As we rehearsed that Friday night, he mentioned that we would need our witnesses to sign the wedding license.
My Dad, who had volunteered to pick up the license earlier that week, looked startled.
“What happens if we don’t have the license?” he asked casually but with mounting panic.
“Then you don’t get married,” the good priest said.
My dad excused himself from the proceedings, hustled out of the building and made a few phone calls. Later, both Father Dan and I learned that Dad had contacted our alderman, Frank Mousley, and they had persuaded the county clerk to unlock the courthouse, which had closed for the weekend, to retrieve our license.
Six years later, also in January, I saw Father Dan cautiously making his way across our icy front porch. Having read that my father had died suddenly, Father Dan came over to offer his condolences. He made a few house calls that week to help us plan the funeral and he presided over a meaningful service that helped soothe the awful grief.

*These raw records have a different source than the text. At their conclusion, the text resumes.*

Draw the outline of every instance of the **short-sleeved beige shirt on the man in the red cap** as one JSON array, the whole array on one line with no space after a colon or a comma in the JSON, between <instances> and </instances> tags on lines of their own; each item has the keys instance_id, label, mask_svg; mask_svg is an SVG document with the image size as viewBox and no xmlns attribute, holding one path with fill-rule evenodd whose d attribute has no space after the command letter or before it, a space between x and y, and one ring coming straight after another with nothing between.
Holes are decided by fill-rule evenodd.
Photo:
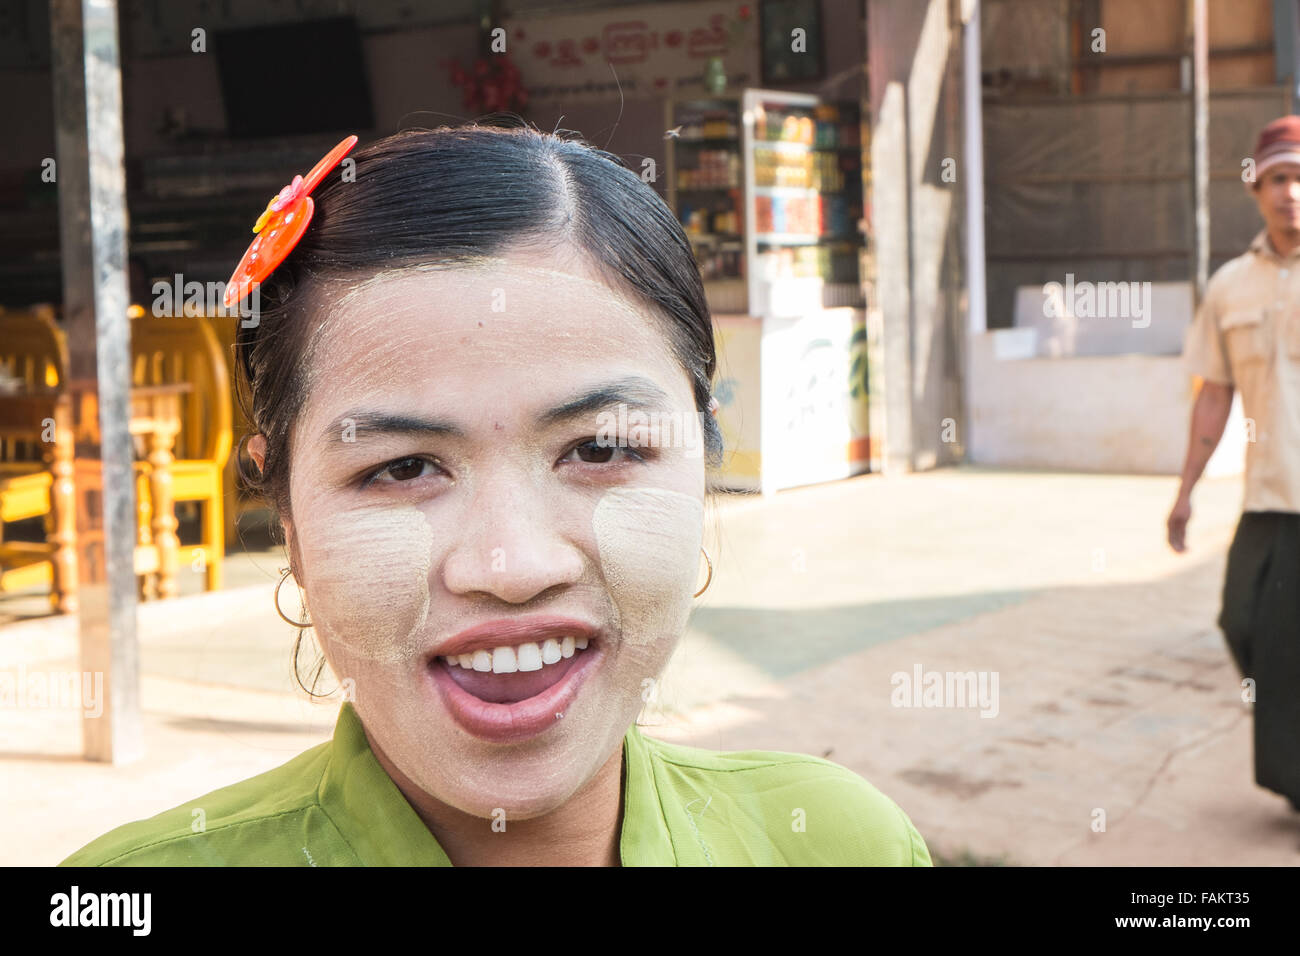
<instances>
[{"instance_id":1,"label":"short-sleeved beige shirt on the man in the red cap","mask_svg":"<svg viewBox=\"0 0 1300 956\"><path fill-rule=\"evenodd\" d=\"M1187 333L1192 375L1234 385L1247 418L1244 511L1300 511L1300 248L1266 232L1214 273ZM1253 423L1253 425L1252 425Z\"/></svg>"}]
</instances>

Through the years, Father Dan has baptized my children and was the celebrant at their First Communions and First Confessions. In 2001, I asked him to bless a St. Cecilia medal for my then 12-year old daughter Katherine, who was about to sing the National Anthem at Lambeau Field. He blessed the medal and the singer.
He even accepted our oldest son Charlie’s request in 2004 to be his confirmation sponsor.
Yesterday, my mom and I visited Father Dan, a gracious man even in the final stages of cancer. We chatted for a while and he mentioned that, though he had fought the cancer as aggressively as medically possible when he first received the diagnosis in October, he was now resigned to his fate. Meanwhile, he welcomes visitors.
Our children have known only two priests in their years as members of St. Therese parish, Father Dan Gilsdorf and Father Bill Hoffman, both good priests and admirable men.